UserWarning: Converting sparse IndexedSlices to a dense Tensor of unknown shape. This may consume a large amount of memory.
  "Converting sparse IndexedSlices to a dense Tensor of unknown shape. "

Questions

  1. Can you tell me how to implement this loss function without any warning? I'm not confident that #02 is the right implementation. I'm looking for an optimized solution. Any help or pointers is much appreciated.

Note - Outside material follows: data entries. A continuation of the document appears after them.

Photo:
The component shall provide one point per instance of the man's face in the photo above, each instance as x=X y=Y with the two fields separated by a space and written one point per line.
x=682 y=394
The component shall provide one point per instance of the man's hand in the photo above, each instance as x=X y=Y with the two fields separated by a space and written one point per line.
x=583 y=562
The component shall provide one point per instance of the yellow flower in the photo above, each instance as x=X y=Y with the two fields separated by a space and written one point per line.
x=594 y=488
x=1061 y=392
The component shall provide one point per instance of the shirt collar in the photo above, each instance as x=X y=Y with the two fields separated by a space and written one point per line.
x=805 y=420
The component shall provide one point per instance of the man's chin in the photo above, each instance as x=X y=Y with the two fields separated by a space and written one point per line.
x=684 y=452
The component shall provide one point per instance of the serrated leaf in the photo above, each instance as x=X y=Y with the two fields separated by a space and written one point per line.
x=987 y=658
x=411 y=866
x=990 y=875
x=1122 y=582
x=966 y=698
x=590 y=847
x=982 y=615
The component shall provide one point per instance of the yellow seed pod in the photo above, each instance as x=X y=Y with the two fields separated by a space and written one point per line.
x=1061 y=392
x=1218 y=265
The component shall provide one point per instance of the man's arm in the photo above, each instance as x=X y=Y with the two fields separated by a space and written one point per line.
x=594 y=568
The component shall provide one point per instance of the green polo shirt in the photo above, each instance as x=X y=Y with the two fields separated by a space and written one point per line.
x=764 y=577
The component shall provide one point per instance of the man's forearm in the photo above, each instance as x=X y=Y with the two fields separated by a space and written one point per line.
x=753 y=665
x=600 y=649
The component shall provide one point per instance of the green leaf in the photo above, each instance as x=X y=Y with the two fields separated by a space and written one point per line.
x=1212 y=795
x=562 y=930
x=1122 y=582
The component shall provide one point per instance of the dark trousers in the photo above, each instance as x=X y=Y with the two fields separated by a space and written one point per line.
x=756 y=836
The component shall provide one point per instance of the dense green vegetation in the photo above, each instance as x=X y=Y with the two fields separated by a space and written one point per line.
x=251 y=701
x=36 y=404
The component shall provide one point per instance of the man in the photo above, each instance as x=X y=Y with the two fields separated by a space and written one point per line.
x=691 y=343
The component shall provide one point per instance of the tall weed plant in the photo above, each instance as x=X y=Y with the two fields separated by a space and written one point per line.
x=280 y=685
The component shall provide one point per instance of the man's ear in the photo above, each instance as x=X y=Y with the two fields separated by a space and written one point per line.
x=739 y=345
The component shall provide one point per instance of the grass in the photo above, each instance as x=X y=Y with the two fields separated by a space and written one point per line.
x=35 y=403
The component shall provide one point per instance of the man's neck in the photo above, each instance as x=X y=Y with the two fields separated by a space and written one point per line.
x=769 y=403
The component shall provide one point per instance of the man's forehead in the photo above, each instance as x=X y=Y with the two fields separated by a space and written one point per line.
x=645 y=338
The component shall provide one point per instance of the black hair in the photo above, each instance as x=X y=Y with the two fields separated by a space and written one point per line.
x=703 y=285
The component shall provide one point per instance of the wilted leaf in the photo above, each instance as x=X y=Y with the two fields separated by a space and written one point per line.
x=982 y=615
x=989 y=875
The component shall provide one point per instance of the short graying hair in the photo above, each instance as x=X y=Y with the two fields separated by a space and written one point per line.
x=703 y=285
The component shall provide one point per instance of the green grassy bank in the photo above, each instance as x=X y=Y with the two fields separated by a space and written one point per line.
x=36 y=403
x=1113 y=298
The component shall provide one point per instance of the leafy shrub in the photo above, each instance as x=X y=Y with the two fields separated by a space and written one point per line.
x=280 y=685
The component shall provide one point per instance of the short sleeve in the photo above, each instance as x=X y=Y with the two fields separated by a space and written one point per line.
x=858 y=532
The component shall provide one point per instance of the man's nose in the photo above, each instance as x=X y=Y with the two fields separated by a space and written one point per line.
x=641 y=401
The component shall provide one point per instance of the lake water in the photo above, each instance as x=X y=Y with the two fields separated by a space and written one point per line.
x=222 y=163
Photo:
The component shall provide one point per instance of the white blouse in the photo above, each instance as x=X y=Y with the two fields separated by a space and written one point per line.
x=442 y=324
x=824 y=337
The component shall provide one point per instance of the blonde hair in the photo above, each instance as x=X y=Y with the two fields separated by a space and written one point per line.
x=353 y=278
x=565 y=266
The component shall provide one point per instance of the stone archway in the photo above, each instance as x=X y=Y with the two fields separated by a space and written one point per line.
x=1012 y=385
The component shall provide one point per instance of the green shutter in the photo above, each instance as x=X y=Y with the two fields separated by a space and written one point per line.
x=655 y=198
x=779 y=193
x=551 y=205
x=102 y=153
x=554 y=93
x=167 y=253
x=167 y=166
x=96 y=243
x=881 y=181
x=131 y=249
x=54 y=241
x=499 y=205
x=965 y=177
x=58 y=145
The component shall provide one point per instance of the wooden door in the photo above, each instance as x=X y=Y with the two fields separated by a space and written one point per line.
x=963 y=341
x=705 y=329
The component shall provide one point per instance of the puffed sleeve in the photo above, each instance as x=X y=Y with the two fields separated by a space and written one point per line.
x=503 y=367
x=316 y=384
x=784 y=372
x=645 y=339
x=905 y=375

  2. I tried to understand what's happening inside loss_function() using print statements but, they are printed once while I compile the model. Is there any way we can log this?

As mentioned by @dennis-ec, one can use tf.Print() for debugging.

Side note

I'm using Keras 2.1.4 with TensorFlow 1.4.0-rc1 and Python 3.5.2.


Solution

  • To me, it seems like the authors are using a vanilla binary cross-entropy loss for multi-label classification. They also name it as such, but their definition is a bit odd compared to how you would implement it in Keras.

    Basically, you could use binary_crossentropy as a loss function and supply the labels as arrays of shape (400, 200, 1) where a 0 denotes the first class and a 1 denotes the second class. The output of your network would then be of the same shape, with sigmoid activation functions at each output node. This is how semantic segmentation models are usually implemented in Keras. See this repo for an example:

    # final layer, sigmoid activations
    conv10 = Conv2D(1, 1, activation = 'sigmoid')(conv9)
    model = Model(input = inputs, output = conv10)
    # binary_crossentropy loss for multi-label classification
    model.compile(optimizer = Adam(lr = 1e-4), loss = 'binary_crossentropy', metrics = ['accuracy'])
    

    This should give exactly the same result as with the implementation defined in the paper (they did probably not use Keras).